La vie est très difficile pour ces réfugiés. Ceux que l’on trouve dans les camps indiens sont plutôt amicaux et accueillants alors que ceux-ci sont trop silencieux, trop prudents quand il s’agit de parler à des gens de l’extérieur. Ils sont continuellement avertis contre les étrangers qui pourraient être des espions.

Les réfugiés sont des pions importants dans le jeu qui se joue. Le gouvernement veut qu’ils aillent dans les “zones libérées” et les militants veulent qu’ils restent là où ils sont. Les gens ont peur d’aller dans les “zones libérées” parce qu’ils estiment que ce pourrait être un piège et qu’ils seraient utilisés comme un bouclier civil par l’armée gouvernementale.

Il n’existe pas un minimum de sécurité ou de liberté pour les réfugiés. Ils peuvent être arrêtés de manière arbitraire. Un réfugié nous a raconté comment deux jeunes gens sont revenus de l’Inde et se sont installés dans un camp de Tricomalle avant d’être arrêtés par la police en dépit de l’assurance qui leur avait été donnée en Inde que cela ne se produirait pas.

Environ 7 000 jeunes étudient à Madhu et on ne peut qu’admirer la manière dont les Tamouls s’occupent de l’éducation… Il n’y a pas beaucoup de cahiers disponibles car le papier fait partie des produits interdits, et les enfants n’ont jamais vu une carte, qui fait aussi partie des produits interdits.

(…) Le jour suivant, nous décidons de retourner à Trico puisque les élections se rapprochent et nous pourrions être retenus en chemin.
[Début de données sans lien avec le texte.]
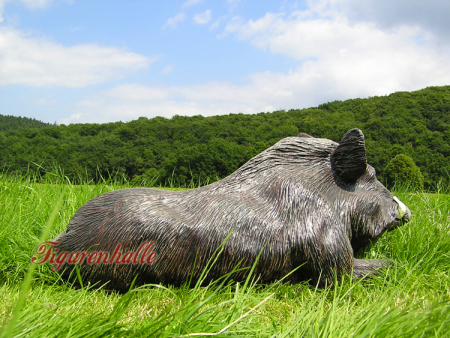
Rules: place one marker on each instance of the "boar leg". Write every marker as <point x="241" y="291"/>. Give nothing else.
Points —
<point x="365" y="267"/>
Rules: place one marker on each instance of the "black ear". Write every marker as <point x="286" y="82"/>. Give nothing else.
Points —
<point x="349" y="159"/>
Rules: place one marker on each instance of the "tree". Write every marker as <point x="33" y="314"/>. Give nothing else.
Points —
<point x="402" y="170"/>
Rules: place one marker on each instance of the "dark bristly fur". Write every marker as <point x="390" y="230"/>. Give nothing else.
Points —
<point x="313" y="201"/>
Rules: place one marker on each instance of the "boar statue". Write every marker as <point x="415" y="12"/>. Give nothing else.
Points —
<point x="305" y="204"/>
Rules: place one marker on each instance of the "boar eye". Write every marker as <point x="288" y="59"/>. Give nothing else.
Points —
<point x="371" y="172"/>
La route que nous avons prise par Vavuniya était particulièrement redoutable. A Vavuniya, nous avons rencontré quelques personnes qui revenaient d’Inde : ils estimaient que leur retour au Sri Lanka aurait pu attendre encore un peu. Les camps sont contrôlés par les groupes PLOTE qui ne permettent aucune interview des réfugiés. La plupart de ceux qui sont revenus de l’Inde sont parties pour les zones “libérées

Un homme qui revenait du camp du district de Periyar nous a dit : “C’est notre destin. Personne ne veut de nous. En Inde, les fonctionnaires étaient déterminés à nous renvoyer ici. Nous sommes revenus parce que nous n’étions pas les bienvenus en Inde. Pour le meilleur ou pour le pire, c’est ici qu’est notre terre. Nous devions revenir, il n’y avait pas d’alternative

Bien que la vie soit apparemment normale à Vavuniya, on peut percevoir un certain malaise dans la périphérie. On nous a dit que la circulation n’est pas encore très sûre, et on ne peut pas se déplacer après quatre heures de l’après midi. L’armée, la police et les milices occupent littéralement la ville et vérifient les identités de tous ceux qui passent. Il est impossible à un étranger d’aller dans la ville sans que la police soit au courant. C’est une ville en état de siège. Il faudra du temps pour qu’on revienne à une vie normale.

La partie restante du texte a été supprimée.